Immune history and influenza virus susceptibility

Abstract

Antibody responses to influenza viruses are critical for protection, but the ways in which repeated viral exposures shape antibody evolution and effectiveness over time remain controversial. Early observations demonstrated that viral exposure history has a profound effect on the specificity and magnitude of antibody responses to a new viral strain, a phenomenon called 'original antigenic sin.' Although 'sin' might suppress some aspects of the immune response, so far there is little indication that hosts with pre-existing immunity are more susceptible to viral infections compared to naïve hosts. However, the tendency of the immune response to focus on previously recognized conserved epitopes when encountering new viral strains can create an opportunity cost when mutations arise in these conserved epitopes. Hosts with different exposure histories may continue to experience distinct patterns of infection over time, which may influence influenza viruses' continued antigenic evolution. Understanding the dynamics of B cell competition that underlie the development of antibody responses might help explain the low effectiveness of current influenza vaccines and lead to better vaccination strategies.

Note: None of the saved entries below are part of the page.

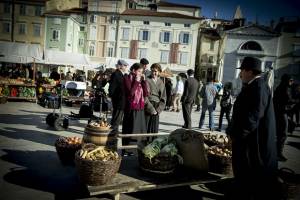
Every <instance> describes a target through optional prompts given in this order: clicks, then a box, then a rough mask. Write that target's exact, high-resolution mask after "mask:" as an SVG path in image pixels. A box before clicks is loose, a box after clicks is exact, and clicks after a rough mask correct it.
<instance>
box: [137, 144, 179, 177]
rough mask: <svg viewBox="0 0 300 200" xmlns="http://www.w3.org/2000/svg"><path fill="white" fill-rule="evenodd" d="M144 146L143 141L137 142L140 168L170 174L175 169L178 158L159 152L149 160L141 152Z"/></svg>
mask: <svg viewBox="0 0 300 200" xmlns="http://www.w3.org/2000/svg"><path fill="white" fill-rule="evenodd" d="M144 146H145V145H144V144H143V143H139V145H138V150H137V151H138V161H139V166H140V169H142V170H143V171H146V172H150V173H155V174H171V173H173V172H174V171H175V169H176V167H177V165H178V159H177V157H176V156H171V155H170V154H165V153H159V154H158V155H156V156H155V157H153V158H152V159H151V160H150V159H149V158H147V157H145V155H144V154H143V152H142V149H143V147H144Z"/></svg>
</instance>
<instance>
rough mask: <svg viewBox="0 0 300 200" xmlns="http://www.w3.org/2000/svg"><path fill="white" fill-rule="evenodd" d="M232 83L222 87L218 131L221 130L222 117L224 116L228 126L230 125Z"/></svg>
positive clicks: (231, 101)
mask: <svg viewBox="0 0 300 200" xmlns="http://www.w3.org/2000/svg"><path fill="white" fill-rule="evenodd" d="M232 93H233V91H232V83H231V82H227V83H225V85H224V90H223V95H222V98H221V101H220V107H221V111H220V118H219V128H218V131H221V130H222V123H223V116H224V114H225V116H226V119H227V122H228V124H229V123H230V112H231V108H232V105H233V96H232Z"/></svg>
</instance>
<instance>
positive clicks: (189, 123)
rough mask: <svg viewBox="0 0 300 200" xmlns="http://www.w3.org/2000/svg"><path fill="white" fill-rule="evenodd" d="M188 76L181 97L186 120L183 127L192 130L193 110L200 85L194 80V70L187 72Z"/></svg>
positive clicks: (182, 105) (184, 113)
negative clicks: (195, 100) (187, 77)
mask: <svg viewBox="0 0 300 200" xmlns="http://www.w3.org/2000/svg"><path fill="white" fill-rule="evenodd" d="M187 75H188V79H187V80H186V81H185V83H184V90H183V94H182V97H181V103H182V114H183V119H184V125H183V126H182V128H186V129H191V128H192V121H191V114H192V108H193V104H194V101H195V98H196V94H197V90H198V87H199V83H198V81H197V79H195V78H194V70H192V69H189V70H187Z"/></svg>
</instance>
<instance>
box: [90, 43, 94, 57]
mask: <svg viewBox="0 0 300 200" xmlns="http://www.w3.org/2000/svg"><path fill="white" fill-rule="evenodd" d="M89 55H90V56H94V55H95V46H94V45H91V46H90V48H89Z"/></svg>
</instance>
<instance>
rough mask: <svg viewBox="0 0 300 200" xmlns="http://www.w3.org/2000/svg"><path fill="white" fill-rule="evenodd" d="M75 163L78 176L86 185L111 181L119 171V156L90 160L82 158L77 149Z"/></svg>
mask: <svg viewBox="0 0 300 200" xmlns="http://www.w3.org/2000/svg"><path fill="white" fill-rule="evenodd" d="M75 164H76V168H77V171H78V173H79V178H80V179H81V180H82V181H83V182H84V183H86V184H87V185H93V186H94V185H103V184H106V183H108V182H109V181H111V180H112V179H113V178H114V176H115V175H116V173H117V172H118V171H119V168H120V164H121V156H119V157H118V159H116V160H108V161H101V160H97V161H92V160H86V159H82V158H81V157H80V156H79V151H77V152H76V154H75Z"/></svg>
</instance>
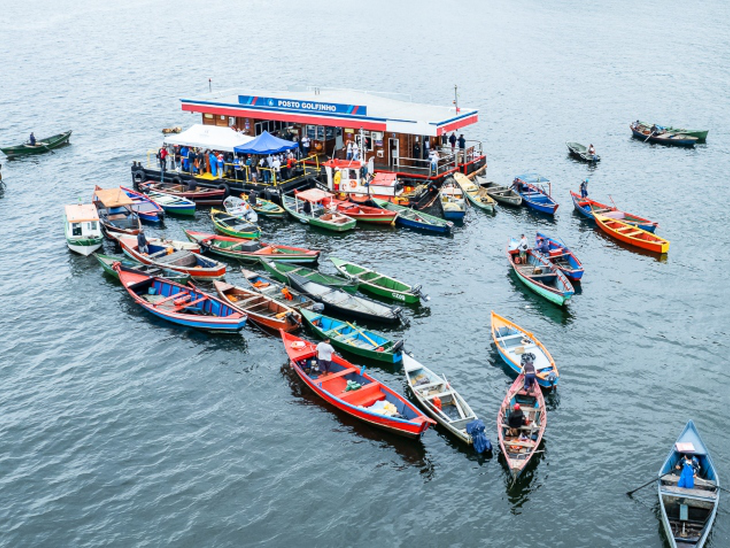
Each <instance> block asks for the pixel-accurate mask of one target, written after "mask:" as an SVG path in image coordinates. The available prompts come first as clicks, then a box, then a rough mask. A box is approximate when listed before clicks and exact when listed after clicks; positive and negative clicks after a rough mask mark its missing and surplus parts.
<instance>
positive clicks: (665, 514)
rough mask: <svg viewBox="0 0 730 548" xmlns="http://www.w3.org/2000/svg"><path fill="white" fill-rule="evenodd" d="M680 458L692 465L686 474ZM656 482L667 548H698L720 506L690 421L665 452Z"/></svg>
mask: <svg viewBox="0 0 730 548" xmlns="http://www.w3.org/2000/svg"><path fill="white" fill-rule="evenodd" d="M683 455H689V458H690V460H691V461H692V464H691V465H688V466H686V468H687V470H686V471H685V470H684V468H685V464H684V463H683V462H682V461H683V460H684V458H683ZM677 466H679V467H680V468H679V470H678V469H677ZM693 475H695V477H692V476H693ZM682 476H685V477H684V478H683V477H682ZM659 478H661V479H660V480H659V481H658V482H657V484H658V492H659V507H660V509H661V518H662V524H663V525H664V531H665V532H666V535H667V539H668V540H669V544H670V546H672V548H689V547H692V548H702V547H703V546H704V545H705V542H706V541H707V538H708V537H709V535H710V530H711V529H712V525H713V523H714V521H715V516H716V515H717V508H718V506H719V504H720V478H719V476H718V474H717V471H716V470H715V465H714V464H713V462H712V459H711V458H710V451H709V449H708V448H707V446H706V445H705V444H704V442H703V441H702V438H700V433H699V432H698V430H697V427H696V426H695V424H694V422H693V421H691V420H690V421H689V422H687V425H686V426H685V427H684V430H683V431H682V433H681V434H680V435H679V437H678V438H677V441H676V442H675V443H674V445H673V446H672V449H671V450H670V451H669V455H668V456H667V459H666V460H665V461H664V464H663V465H662V467H661V468H660V470H659ZM680 485H682V487H680Z"/></svg>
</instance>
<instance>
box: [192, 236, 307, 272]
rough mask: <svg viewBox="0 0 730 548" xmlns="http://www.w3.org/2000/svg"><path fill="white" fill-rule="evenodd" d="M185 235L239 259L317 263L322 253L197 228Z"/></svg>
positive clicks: (227, 255) (289, 246)
mask: <svg viewBox="0 0 730 548" xmlns="http://www.w3.org/2000/svg"><path fill="white" fill-rule="evenodd" d="M185 235H186V236H187V237H188V240H190V241H191V242H196V243H198V244H199V245H200V246H201V247H202V248H203V250H204V251H210V252H211V253H215V254H216V255H221V256H223V257H228V258H229V259H238V260H239V261H258V260H260V259H274V260H276V261H280V262H286V263H300V264H309V263H316V262H317V260H318V259H319V253H320V252H319V251H313V250H311V249H304V248H303V247H292V246H289V245H279V244H266V243H263V242H261V241H259V240H249V239H245V238H233V237H231V236H220V235H219V234H211V233H209V232H198V231H195V230H185Z"/></svg>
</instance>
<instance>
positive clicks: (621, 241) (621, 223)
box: [593, 210, 669, 253]
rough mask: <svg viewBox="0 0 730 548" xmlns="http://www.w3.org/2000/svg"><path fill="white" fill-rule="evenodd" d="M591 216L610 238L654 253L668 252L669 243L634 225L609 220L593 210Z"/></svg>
mask: <svg viewBox="0 0 730 548" xmlns="http://www.w3.org/2000/svg"><path fill="white" fill-rule="evenodd" d="M593 216H594V217H595V219H596V224H597V225H598V227H599V228H600V229H601V230H603V231H604V232H605V233H606V234H608V235H609V236H611V237H612V238H615V239H617V240H619V241H621V242H624V243H627V244H629V245H633V246H635V247H640V248H642V249H646V250H648V251H653V252H655V253H666V252H667V251H669V241H668V240H665V239H664V238H660V237H659V236H657V235H656V234H652V233H651V232H647V231H646V230H642V229H640V228H638V227H637V226H635V225H630V224H628V223H623V222H621V221H617V220H616V219H611V218H609V217H606V216H605V215H601V214H599V213H596V211H595V210H593Z"/></svg>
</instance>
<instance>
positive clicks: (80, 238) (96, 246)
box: [63, 204, 104, 257]
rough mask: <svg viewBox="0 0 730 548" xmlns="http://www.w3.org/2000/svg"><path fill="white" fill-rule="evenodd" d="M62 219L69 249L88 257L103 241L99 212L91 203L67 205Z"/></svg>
mask: <svg viewBox="0 0 730 548" xmlns="http://www.w3.org/2000/svg"><path fill="white" fill-rule="evenodd" d="M63 220H64V228H65V231H66V244H67V245H68V248H69V249H70V250H71V251H75V252H76V253H79V254H81V255H84V256H87V257H88V256H89V255H91V254H92V253H93V252H94V251H96V250H97V249H99V248H100V247H101V245H102V244H103V243H104V235H103V234H102V233H101V225H100V223H99V213H98V212H97V210H96V207H94V206H93V205H92V204H79V205H67V206H66V207H65V211H64V216H63Z"/></svg>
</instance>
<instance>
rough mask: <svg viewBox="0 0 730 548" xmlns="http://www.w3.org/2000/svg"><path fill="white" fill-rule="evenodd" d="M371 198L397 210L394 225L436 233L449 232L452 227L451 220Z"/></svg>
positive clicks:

Figure 1. The development of antibody response to drifted influenza virus strains

(A) The population begins completely susceptible to strain 1, which has two epitopes in this example. Upon infection, individuals in cohort A generate antibodies against the red and purple epitopes. The strain then acquires a mutation in the purple epitope (and becomes strain 2). New susceptible hosts (cohort B) that become infected with strain 2 develop antibodies to the red and green epitopes. In contrast, older individuals (cohort A) that are exposed to strain 2 develop an antibody response focused primarily on the red epitope that was conserved in strain 1. Older individuals likely experience mild infections with strain 2 since these individuals possess cross-reactive antibodies against the red epitope. Eventually, immune pressure at the red epitope selects for a virus (strain 3) that possesses a red→blue mutation. Older individuals (cohort A) regain susceptibility since they have an antibody response focused on the former red epitope, and younger individuals (cohort B) are protected against this strain because they possess antibodies against the green epitope conserved in strain 2. (B–C) After exposure to strain 2, antigenic cartography based on the sera from cohort A (B) and cohort B (C) reveals different patterns. Antibodies from individuals in cohort B recognize the red and green epitopes and perceive all strains as identical, whereas antibodies from individuals in cohort A recognize the red epitope and perceive strain 3 to be distinct from strains 1 and 2.